Well, five days of ScriptFrenzy have suddenly appeared and gone, or at least four days have. The fifth day, today, seems hardly to be believed it’s here. One day, I’m worrying, thinking, pondering, ignoring, stressing out about the first day of ScriptFrenzy, the first day of writing another piece of fiction — in this case, a radio play — and the next, four days have gone, and I’m ahead of schedule.
What would I write, I queried my therapist. I have no idea what to write. No idea what my play will be about! Oh, you’ll think of something, she replied breezily. Somebody else repeated what she said. Apparently, I was the only one fretting about what I was going to write. But they were the ones who were right.
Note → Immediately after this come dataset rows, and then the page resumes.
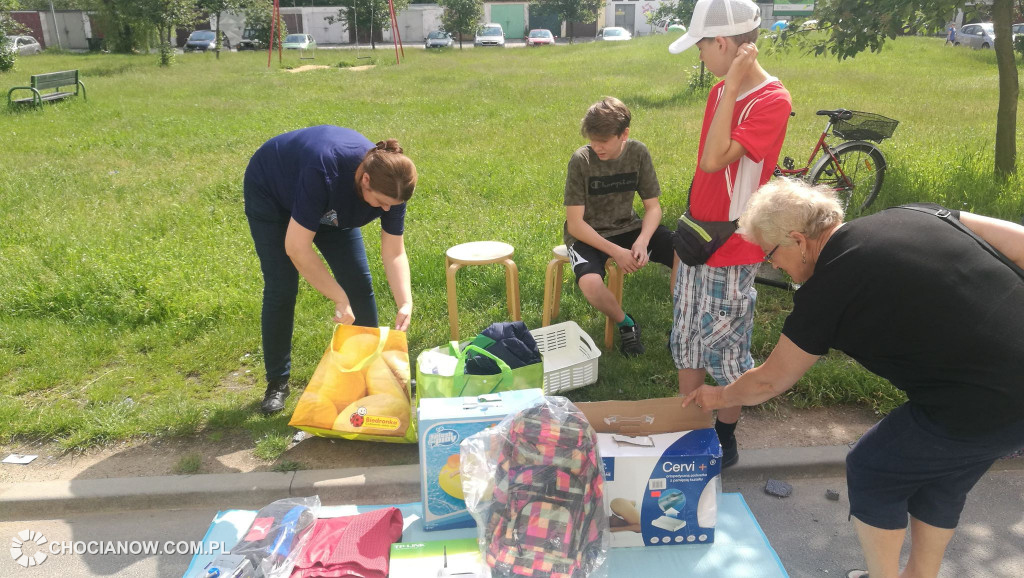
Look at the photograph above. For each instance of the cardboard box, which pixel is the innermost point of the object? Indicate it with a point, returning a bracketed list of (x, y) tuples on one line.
[(662, 466), (443, 423), (443, 558)]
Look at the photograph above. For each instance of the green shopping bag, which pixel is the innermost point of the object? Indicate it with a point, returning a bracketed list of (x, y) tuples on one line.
[(460, 384)]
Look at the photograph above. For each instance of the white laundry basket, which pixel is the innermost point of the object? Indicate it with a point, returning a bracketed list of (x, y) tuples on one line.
[(569, 357)]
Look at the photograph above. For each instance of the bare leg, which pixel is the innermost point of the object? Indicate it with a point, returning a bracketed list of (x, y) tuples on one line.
[(928, 545), (601, 297), (881, 548)]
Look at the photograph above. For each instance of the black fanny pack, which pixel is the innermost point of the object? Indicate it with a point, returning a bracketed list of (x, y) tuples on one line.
[(695, 241)]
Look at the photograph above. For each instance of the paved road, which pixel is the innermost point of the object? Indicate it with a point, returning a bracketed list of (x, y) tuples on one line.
[(810, 533)]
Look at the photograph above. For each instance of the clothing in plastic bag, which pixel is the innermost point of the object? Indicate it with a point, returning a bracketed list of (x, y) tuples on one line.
[(535, 485)]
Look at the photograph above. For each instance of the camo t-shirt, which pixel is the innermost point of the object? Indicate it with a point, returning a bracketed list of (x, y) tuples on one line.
[(605, 189)]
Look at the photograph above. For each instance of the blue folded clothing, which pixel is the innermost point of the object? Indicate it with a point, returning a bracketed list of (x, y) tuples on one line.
[(509, 341)]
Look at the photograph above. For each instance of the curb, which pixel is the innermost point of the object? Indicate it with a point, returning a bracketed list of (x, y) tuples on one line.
[(382, 485)]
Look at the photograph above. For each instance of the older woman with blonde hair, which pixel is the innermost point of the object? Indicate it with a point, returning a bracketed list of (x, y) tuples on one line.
[(923, 303)]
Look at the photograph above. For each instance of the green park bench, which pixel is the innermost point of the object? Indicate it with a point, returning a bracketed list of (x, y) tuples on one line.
[(54, 81)]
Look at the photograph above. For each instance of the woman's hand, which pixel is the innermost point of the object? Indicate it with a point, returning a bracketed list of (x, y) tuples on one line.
[(343, 313), (402, 318), (707, 398), (626, 261)]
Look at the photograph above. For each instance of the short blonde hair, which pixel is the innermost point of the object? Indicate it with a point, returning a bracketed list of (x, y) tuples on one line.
[(785, 205)]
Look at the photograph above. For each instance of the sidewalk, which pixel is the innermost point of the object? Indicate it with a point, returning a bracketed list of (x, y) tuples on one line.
[(382, 485)]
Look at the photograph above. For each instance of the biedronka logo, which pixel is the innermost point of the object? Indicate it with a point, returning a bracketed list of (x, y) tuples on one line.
[(28, 536)]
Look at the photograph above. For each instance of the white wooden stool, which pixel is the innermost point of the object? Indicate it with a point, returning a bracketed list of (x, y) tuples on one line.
[(553, 290), (481, 253)]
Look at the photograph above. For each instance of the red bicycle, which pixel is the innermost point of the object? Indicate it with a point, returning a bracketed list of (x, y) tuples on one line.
[(855, 168)]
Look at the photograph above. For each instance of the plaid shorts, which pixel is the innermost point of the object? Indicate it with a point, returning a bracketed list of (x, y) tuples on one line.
[(713, 320)]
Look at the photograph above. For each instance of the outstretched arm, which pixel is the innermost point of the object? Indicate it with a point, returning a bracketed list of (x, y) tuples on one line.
[(398, 279), (780, 371), (299, 246), (1005, 236)]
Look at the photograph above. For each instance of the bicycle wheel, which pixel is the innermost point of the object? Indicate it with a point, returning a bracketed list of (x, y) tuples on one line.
[(863, 168)]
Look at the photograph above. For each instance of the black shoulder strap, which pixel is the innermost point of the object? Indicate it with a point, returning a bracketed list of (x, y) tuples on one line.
[(947, 216)]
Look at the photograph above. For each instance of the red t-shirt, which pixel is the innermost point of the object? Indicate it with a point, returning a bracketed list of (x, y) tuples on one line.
[(759, 122)]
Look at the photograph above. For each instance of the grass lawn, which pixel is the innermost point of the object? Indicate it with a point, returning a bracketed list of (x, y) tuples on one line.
[(130, 290)]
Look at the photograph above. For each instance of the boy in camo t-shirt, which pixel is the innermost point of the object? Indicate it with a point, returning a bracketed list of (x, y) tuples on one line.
[(600, 221)]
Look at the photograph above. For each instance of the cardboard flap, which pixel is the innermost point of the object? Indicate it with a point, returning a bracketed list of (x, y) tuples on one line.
[(659, 415)]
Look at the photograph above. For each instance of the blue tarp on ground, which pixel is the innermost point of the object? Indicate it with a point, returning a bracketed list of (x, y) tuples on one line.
[(740, 548)]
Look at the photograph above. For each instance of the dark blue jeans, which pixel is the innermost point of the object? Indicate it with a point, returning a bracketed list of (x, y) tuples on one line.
[(345, 254)]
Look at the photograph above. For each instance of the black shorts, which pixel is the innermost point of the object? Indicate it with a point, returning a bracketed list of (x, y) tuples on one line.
[(586, 258), (907, 463)]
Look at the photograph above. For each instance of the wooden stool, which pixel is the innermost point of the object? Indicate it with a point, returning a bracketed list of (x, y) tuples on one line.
[(480, 253), (553, 290)]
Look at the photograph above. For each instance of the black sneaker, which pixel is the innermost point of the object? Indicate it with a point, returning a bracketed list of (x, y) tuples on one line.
[(730, 454), (629, 339), (273, 400)]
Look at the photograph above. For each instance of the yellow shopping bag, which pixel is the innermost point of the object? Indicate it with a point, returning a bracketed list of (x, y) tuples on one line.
[(360, 388)]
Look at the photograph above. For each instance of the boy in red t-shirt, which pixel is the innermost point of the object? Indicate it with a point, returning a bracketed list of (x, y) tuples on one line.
[(743, 128)]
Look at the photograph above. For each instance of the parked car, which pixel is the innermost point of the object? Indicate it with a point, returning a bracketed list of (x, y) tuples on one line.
[(489, 34), (540, 37), (668, 25), (299, 42), (976, 36), (206, 40), (250, 41), (23, 44), (438, 39), (613, 33)]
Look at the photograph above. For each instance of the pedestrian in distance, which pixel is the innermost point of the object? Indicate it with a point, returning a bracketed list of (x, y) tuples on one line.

Why fret when my brain seems to produce on cue.
May it always be so.
However, just because it produced — some days my conscious mind knowing what was going to happen but most days being like the first: I had one idea and suddenly my fingers tapping on my iPad’s Bluetooth keyboard have another, and they are taking my characters into a shrink’s office. Geeze. Anyhoo… just because the inner creative recesses of my mind produced doesn’t mean that the writing itself is any good. I’m in that phase writers get into where all the work sucks big time. It would be a good idea to stop, to say enough.
But because it’s ScriptFrenzy, because I have pep talks appearing in my inbox and other prod, prod, proddings, I keep writing my play Divorce Times Marriage. Not today though. I’m way ahead of schedule. Eighteen pages.